Appendix C. Depth distance estimation
In order to identify bubble clusters in a quasi-3-D manner, we use the grey value gradient along the bubble contour as a sharpness measure to define whether two bubbles are in the narrow DoF region and therefore also have a sufficiently small distance in the depth direction. To accurately determine the depth position of a bubble, we conducted additional stereoscopic measurements with two cameras of single bubbles rising in the same set-up. Figure 11(a,d) shows the grey value gradient in dependence on the depth position for numerous smaller and larger bubbles with similar sizes as the Sm and La cases. The large variation is mainly due to illumination inhomogeneities and noise, whereby larger bubbles show more variations due to the narrow DoF. A simple thresholding would lead to large errors, as indicated in figure 11(b,e). Here, the ground truth shows all bubbles that are actually within the search boundary of $2d_b$, while the coloured dots show all bubbles that would be considered to be within the search boundary. To overcome the inaccuracies of using a threshold, we use a radial basis function (RBF) to estimate the distance of a bubble from the focal plane. Specifically, we use the RBFInterpolator of the python package scipy (Fasshauer Reference Fasshauer2007; Virtanen et al. Reference Virtanen2020) with a thin plate spline RBF. As input for the RBF, we use the mean of the grey value gradient of all contour points defined by the end of the radial distances that do not touch neighbouring bubbles, as well as the bubble size and its 2-D location in the front view image to further account for size effects and illumination inhomogeneities. Approximately 32 000 bubble images from the stereoscopic measurements were used for training and 8000 bubble images for testing the accuracy of the RBF approach. With this RBF method, more bubbles within and less bubbles outside the search boundaries are predicted in comparison with the threshold method as shown in figure 11(c,f). Quantitatively, this is captured in table 4, where the precision and recall of both methods are compared.

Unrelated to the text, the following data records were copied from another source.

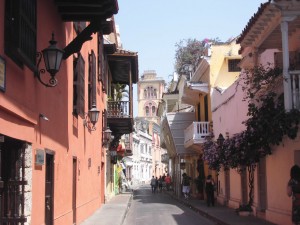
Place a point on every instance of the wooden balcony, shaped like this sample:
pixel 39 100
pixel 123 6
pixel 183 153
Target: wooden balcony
pixel 196 133
pixel 295 80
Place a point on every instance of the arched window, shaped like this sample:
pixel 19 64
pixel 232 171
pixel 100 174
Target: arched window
pixel 153 110
pixel 150 109
pixel 150 92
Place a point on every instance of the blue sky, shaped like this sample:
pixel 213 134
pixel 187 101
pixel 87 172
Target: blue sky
pixel 153 27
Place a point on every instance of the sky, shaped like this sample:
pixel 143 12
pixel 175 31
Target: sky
pixel 153 27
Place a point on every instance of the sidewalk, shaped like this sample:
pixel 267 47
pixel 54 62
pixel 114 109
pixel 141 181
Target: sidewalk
pixel 112 212
pixel 222 215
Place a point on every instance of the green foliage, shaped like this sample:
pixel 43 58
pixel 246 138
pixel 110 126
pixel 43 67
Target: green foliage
pixel 118 92
pixel 189 52
pixel 267 125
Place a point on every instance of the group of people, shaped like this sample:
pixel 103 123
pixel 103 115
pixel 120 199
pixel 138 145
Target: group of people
pixel 162 181
pixel 293 189
pixel 209 188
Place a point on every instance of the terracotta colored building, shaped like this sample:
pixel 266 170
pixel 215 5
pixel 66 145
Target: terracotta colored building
pixel 52 152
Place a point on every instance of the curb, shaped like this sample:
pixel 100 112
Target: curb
pixel 127 208
pixel 201 212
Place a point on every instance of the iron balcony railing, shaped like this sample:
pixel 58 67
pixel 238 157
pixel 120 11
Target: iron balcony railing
pixel 295 80
pixel 197 132
pixel 119 109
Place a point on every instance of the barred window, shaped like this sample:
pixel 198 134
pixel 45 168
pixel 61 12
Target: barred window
pixel 78 86
pixel 20 31
pixel 233 65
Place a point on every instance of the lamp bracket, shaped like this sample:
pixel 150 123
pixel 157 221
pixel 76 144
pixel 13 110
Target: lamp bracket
pixel 38 72
pixel 88 124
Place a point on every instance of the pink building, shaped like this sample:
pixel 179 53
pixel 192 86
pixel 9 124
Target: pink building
pixel 270 38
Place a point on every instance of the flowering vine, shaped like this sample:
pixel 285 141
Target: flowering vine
pixel 268 123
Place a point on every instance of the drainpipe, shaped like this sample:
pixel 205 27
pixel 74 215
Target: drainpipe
pixel 285 56
pixel 286 63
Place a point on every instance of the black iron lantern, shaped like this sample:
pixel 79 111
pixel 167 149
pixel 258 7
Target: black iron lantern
pixel 52 59
pixel 93 115
pixel 220 140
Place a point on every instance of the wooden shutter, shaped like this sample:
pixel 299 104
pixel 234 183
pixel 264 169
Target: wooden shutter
pixel 92 79
pixel 21 31
pixel 79 70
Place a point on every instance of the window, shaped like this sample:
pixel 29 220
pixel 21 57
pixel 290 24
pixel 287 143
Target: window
pixel 150 109
pixel 20 32
pixel 233 65
pixel 92 80
pixel 153 110
pixel 150 92
pixel 78 86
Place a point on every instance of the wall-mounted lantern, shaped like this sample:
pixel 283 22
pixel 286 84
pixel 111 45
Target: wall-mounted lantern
pixel 52 59
pixel 91 118
pixel 106 136
pixel 220 140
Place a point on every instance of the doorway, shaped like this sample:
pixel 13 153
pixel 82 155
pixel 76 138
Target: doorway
pixel 12 181
pixel 74 189
pixel 49 188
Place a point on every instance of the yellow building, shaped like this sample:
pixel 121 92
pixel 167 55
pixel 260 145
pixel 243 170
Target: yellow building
pixel 186 112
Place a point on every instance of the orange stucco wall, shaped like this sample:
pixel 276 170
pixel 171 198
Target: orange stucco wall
pixel 22 102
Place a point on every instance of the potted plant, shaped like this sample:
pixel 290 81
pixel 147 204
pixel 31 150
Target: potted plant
pixel 244 210
pixel 199 181
pixel 115 105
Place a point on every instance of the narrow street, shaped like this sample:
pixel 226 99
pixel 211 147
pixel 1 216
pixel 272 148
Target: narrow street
pixel 148 209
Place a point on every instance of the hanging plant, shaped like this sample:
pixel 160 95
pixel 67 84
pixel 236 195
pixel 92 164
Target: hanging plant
pixel 267 125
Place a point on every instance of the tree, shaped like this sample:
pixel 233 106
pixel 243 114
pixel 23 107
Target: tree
pixel 268 123
pixel 119 91
pixel 190 51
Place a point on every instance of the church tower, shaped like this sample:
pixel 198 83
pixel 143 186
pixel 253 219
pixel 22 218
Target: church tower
pixel 150 90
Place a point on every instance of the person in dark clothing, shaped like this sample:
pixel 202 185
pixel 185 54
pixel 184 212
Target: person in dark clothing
pixel 186 185
pixel 209 189
pixel 153 184
pixel 160 180
pixel 293 189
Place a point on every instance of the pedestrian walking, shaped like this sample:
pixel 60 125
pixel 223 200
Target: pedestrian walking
pixel 210 189
pixel 153 184
pixel 186 185
pixel 160 180
pixel 293 189
pixel 168 181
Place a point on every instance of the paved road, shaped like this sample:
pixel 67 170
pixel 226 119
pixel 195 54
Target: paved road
pixel 148 209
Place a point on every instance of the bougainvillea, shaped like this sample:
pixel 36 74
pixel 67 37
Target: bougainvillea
pixel 267 125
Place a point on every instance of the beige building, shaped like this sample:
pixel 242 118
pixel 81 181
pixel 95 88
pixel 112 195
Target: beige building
pixel 150 89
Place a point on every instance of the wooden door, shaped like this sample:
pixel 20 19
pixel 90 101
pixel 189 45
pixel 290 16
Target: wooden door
pixel 74 189
pixel 49 189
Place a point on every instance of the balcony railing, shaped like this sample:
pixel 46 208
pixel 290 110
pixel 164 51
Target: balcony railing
pixel 295 79
pixel 197 132
pixel 118 109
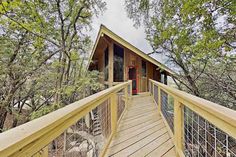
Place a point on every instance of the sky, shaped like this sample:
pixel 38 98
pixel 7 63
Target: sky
pixel 115 18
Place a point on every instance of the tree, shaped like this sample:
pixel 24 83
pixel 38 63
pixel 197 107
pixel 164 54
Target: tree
pixel 197 36
pixel 44 50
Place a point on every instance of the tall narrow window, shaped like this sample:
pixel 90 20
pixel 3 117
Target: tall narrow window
pixel 118 72
pixel 106 71
pixel 144 72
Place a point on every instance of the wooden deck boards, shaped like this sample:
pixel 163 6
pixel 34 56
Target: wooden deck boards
pixel 141 132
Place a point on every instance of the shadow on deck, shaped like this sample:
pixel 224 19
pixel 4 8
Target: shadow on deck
pixel 141 131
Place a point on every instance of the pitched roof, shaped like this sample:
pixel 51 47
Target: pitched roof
pixel 104 30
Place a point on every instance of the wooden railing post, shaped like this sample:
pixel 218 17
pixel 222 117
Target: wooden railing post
pixel 153 89
pixel 178 127
pixel 159 99
pixel 113 112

To further reduce errors of the depth estimation, we smooth the predicted depth along the track. This is illustrated in figure 12, where the unsmoothed prediction would falsely predict three distances out of the search boundary, which is not the case for the smoothed distance. This smoothing is only possible when sharp and unsharp bubbles are tracked before predicting and filtering based on the centre plane distance.